Phil Neville’s Lionesses began their challenge on Sunday, with a 2-1 win against Scotland in Nice, which had 6.1 million viewers on BBC1 – a UK record for a women’s match.

They continue tomorrow night against Argentina and if the third favourites can reach the latter stages, it looks the perfect advertisement to continue the sport’s growth.

Oxford United are the highest-ranked team in the county, finishing fourth this season in the Southern Premier Division of the FA Women’s National League.

Their average home gates last season were about 120, but manager Liam Gilbert believes a strong showing in the World Cup would boost crowds watching his side at Court Place Farm.

“I’d like to think so, that would be brilliant,” he said.

“The more people that get to see the game, the more they appreciate and embrace it.

“If you look at the effect it had on the men’s game last summer when England got to the semi-finals, I think it can only have a similar impact if the women can also get to the latter stages.
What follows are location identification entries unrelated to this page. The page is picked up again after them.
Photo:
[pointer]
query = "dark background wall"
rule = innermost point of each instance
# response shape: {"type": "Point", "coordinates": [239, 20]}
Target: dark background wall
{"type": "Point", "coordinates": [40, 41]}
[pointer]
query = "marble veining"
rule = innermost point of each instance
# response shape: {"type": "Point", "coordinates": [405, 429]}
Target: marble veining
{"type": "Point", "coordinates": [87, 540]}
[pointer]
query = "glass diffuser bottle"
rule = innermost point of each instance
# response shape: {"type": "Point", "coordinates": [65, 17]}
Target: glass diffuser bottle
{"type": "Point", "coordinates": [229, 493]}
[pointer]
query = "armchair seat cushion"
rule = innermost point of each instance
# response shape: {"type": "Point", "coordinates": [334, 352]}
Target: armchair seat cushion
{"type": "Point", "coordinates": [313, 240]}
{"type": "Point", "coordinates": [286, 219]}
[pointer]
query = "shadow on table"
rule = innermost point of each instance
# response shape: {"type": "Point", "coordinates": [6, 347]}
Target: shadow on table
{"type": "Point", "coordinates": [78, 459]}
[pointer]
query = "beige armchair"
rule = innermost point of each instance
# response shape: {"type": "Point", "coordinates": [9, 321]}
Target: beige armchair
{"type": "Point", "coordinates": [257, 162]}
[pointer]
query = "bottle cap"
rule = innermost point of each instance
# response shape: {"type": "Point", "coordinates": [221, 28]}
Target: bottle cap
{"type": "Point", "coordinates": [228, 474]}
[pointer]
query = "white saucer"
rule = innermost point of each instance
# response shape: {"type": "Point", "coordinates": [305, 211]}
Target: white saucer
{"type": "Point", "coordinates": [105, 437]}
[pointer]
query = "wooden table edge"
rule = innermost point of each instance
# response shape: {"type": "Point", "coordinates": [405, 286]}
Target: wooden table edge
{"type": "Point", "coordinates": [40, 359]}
“The game is growing quite rapidly and the more positive media attention it receives the better it is for the game.

“It’s more mainstream now.

“The fact the games are on terrestrial TV helps.”

The game received a boost four years ago, when England finished third.

But whereas that edition was held in Canada, having France as hosts will mean more convenient kick-off times for a UK audience.

And it is hoped the impact will be felt at grassroots level.

With 1,300 girls from under eight to under 16 playing across more than 100 teams, the Oxford Mail Girls League is the biggest of its kind in the region.

But Paul Riley, who is acting chair of the league and a coach at Tower Hill Vixens, is aiming to make the most of a big opportunity having seen first-hand what can happen when the side do well.

He said: “Four years ago in the last Women’s World Cup I did some promotion in the local primary schools, then it was just word of mouth.

“We created two new teams at Tower Hill Vixens, which are still going strong.

“So we are hoping this World Cup will get more girls out there playing football.

“In terms of participation, the plan is to double the amount of girls playing in five years.

“That started last year and we have had an increase of ten per cent.

“The World Cup will really help. There can’t be any better advertising really.”